Below this letter also provides a sample written report about SolarEdge below (Written in April 2019).

 If you are interested in acquiring additional information on these particular companies please contact us through: customerservice@parabolicfinancialservices.com

 

                                                                                  Example PFS Short Report 

      SolarEdge (SEDG) a company headquartered out of Israel has grown to become one of the fastest up and coming solar companies. They previously only specialized in inverters but with a series of acquisitions, they now are poised to become a leader in rooftop solar electronics. Despite the limited markets, SolarEdge has been able to continually grow their free cash flow over the past 2 years. At year-end 2016 SolarEdge had $4 Million free cash flow but has increased to $117 Million as of the 2018 year-end. That is a 39x growth on free cash flow despite adding multiple M&As into the mix. SolarEdge closed 2018 at a gross margin of 34.06% but we expect a continued increase in 2019.  FirstSolar is trading at a higher Price/Forward Earnings despite only having 17.48% gross margin. First Solar in 2017 was trading at a 46.95 and SolarEdge at 17.76. At year-end, Price/Forward earnings for First Solar were 16.95 while SolarEdge traded at a 10.71. SolarEdge has always traded well below industry comparables. The most recent low valuation can be attributed to their recent M&As that cause price retracement until realization of the mergers begin to happen. 

      Another aspect of SolarEdge’s advantages is that its inventory turnover has been very competitive in the industry. Over the past 3 years, SolarEdge has turned inventory every 5.02 days. At the same time, First Solar has been turning inventory every 6 days.

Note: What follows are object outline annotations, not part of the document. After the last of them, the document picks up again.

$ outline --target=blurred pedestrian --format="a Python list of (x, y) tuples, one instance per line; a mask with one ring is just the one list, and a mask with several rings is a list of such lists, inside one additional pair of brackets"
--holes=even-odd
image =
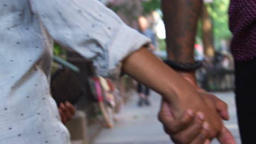
[[(151, 39), (152, 44), (150, 45), (149, 50), (153, 52), (156, 49), (156, 39), (155, 35), (148, 28), (148, 22), (146, 18), (144, 16), (140, 16), (138, 18), (138, 24), (139, 26), (138, 31), (144, 35)], [(137, 91), (139, 94), (139, 100), (138, 106), (141, 106), (143, 104), (147, 106), (150, 105), (149, 100), (150, 89), (148, 87), (145, 86), (141, 83), (138, 82)]]

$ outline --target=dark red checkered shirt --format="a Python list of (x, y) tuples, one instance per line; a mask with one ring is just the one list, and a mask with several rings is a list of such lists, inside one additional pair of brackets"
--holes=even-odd
[(256, 0), (231, 0), (229, 13), (235, 59), (253, 59), (256, 57)]

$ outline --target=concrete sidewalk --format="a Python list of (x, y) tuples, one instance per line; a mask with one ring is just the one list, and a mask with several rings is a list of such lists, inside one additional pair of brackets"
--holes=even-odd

      SolarEdge will continue to see growth through a set of very important mergers and acquisitions. The key acquisition to take account of is the purchase of South Korean battery maker Kokam. Kokam has 20 years of experience producing 80 different types of Lithium batteries. This vertical integration can be a catalyst for gaining a much larger market share. Getting batteries at cost will significantly lower their COGS.  This realization will be seen drastically in their future earnings report. 

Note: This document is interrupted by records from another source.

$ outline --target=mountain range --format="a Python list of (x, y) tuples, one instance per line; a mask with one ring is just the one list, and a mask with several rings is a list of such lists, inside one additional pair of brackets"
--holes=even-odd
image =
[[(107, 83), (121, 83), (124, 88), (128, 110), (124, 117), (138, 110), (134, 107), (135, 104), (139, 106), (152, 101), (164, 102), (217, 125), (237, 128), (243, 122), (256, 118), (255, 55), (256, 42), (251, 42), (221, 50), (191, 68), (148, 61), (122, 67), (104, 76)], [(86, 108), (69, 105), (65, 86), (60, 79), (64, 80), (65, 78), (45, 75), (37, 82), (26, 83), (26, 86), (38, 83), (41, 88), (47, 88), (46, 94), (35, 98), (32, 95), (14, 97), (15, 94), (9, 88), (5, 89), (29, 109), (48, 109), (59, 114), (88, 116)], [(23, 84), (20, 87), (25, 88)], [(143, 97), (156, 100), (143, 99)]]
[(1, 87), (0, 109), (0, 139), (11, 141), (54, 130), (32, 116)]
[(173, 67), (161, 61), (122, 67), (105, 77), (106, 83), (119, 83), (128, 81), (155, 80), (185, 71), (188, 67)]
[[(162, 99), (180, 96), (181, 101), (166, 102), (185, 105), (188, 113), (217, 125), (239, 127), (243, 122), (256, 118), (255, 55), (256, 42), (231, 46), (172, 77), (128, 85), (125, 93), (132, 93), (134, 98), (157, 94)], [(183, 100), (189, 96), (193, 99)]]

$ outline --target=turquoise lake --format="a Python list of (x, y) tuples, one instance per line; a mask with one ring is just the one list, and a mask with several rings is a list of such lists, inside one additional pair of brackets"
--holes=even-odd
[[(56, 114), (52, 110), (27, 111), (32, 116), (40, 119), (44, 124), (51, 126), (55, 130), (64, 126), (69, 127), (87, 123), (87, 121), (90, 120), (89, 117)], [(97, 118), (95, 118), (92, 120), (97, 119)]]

      Another important strategic move was the addition of new markets by adding both Kokam and SRAM to create a very important synergy as they plan on entering the EV space. “We are pleased to welcome SMRE to the SolarEdge family. We believe that our technological synergies combined with our complementary areas of expertise will empower SolarEdge’s growing business group at a time when the world is undergoing a clean energy transformation and e-mobility revolution,” stated Guy Sella, CEO, Chairman and Founder of SolarEdge.

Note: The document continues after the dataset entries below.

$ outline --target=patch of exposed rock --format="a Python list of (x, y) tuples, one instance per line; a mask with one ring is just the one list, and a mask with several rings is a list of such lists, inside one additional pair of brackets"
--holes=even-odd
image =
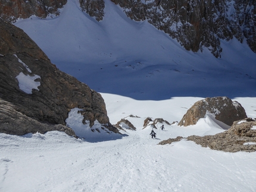
[[(152, 123), (151, 123), (151, 122)], [(143, 126), (144, 127), (143, 128), (146, 128), (147, 126), (149, 125), (152, 126), (153, 128), (157, 128), (155, 125), (158, 122), (161, 124), (165, 122), (167, 125), (170, 125), (170, 124), (167, 121), (164, 120), (164, 119), (163, 118), (156, 118), (154, 121), (152, 121), (150, 117), (148, 117), (144, 120), (144, 124), (143, 125)]]
[(160, 142), (158, 143), (158, 144), (161, 144), (161, 145), (164, 145), (164, 144), (171, 144), (173, 142), (177, 142), (180, 141), (182, 139), (183, 139), (183, 137), (180, 137), (180, 136), (178, 136), (175, 139), (171, 139), (169, 138), (168, 139), (166, 140), (163, 140), (161, 141), (161, 142)]
[[(65, 125), (69, 111), (79, 108), (84, 110), (84, 122), (89, 120), (92, 126), (98, 120), (104, 127), (118, 133), (109, 122), (105, 102), (99, 93), (60, 71), (22, 30), (1, 19), (0, 55), (0, 98), (11, 103), (14, 112), (40, 123)], [(27, 92), (27, 87), (18, 80), (20, 76), (21, 80), (26, 78), (36, 86)], [(7, 124), (0, 123), (0, 132), (19, 134)], [(21, 127), (22, 124), (18, 126)], [(33, 127), (32, 133), (44, 128)]]
[(115, 127), (120, 130), (129, 129), (136, 131), (136, 127), (129, 120), (121, 119), (114, 125)]
[(14, 21), (31, 15), (40, 18), (46, 18), (51, 14), (58, 15), (59, 9), (66, 3), (67, 0), (1, 0), (0, 17), (5, 21)]
[(0, 98), (1, 133), (23, 136), (29, 133), (44, 134), (47, 131), (59, 131), (76, 137), (70, 127), (62, 124), (40, 122), (15, 110), (14, 108), (13, 104)]
[[(170, 144), (180, 138), (163, 141), (159, 144)], [(193, 141), (204, 147), (226, 152), (256, 151), (256, 121), (246, 118), (234, 122), (227, 131), (214, 136), (200, 137), (191, 136), (187, 140)]]
[(256, 52), (256, 5), (246, 1), (111, 0), (135, 21), (147, 20), (187, 50), (220, 56), (220, 39), (246, 39)]
[(217, 120), (229, 126), (235, 121), (247, 118), (245, 109), (238, 102), (232, 102), (227, 97), (207, 97), (196, 102), (188, 110), (178, 125), (195, 125), (200, 118), (205, 117), (207, 112), (212, 114)]
[(80, 6), (83, 11), (90, 17), (95, 17), (99, 21), (104, 17), (105, 3), (103, 0), (79, 0)]
[[(220, 40), (246, 39), (256, 52), (256, 4), (246, 1), (111, 0), (135, 21), (147, 20), (164, 31), (187, 50), (202, 51), (207, 48), (220, 57)], [(103, 0), (79, 0), (83, 11), (97, 21), (104, 17)], [(60, 14), (67, 0), (2, 0), (0, 17), (6, 21), (32, 15), (45, 18)]]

      “Macro-wise, we are becoming more and more a smart energy provider and less a pure-play inverter provider, but we are still super committed to providing state-of-the-art inverters and solutions to the market,” said Lior Handelsman, founder, and VP of marketing and product strategy, in a December interview.     

      With the continued growth and strategic plan to diversify manufacturing outside of China to achieve lower production costs and navigate away from tariffs are other positive catalysts for the stock moving towards industry-standard multiples. SolarEdge will become a top player and might even surpass  First Solar and Enphase. 

*Disclaimer: Parabolic Financial Services, LLC price targets take a deeper look into supply and demand in particular stocks and this data can change drastically even within a week of trade action. This can change our current price point analysis which would lower our proprietary momentum calculations that predict future price movement. This could lead to a lower 3-6 month forward outlook from a technical standpoint. This price target also could further get impacted if the whole solar industry changes from a positive outlook to a negative outlook due to the current tariff negotiations between the U.S and China.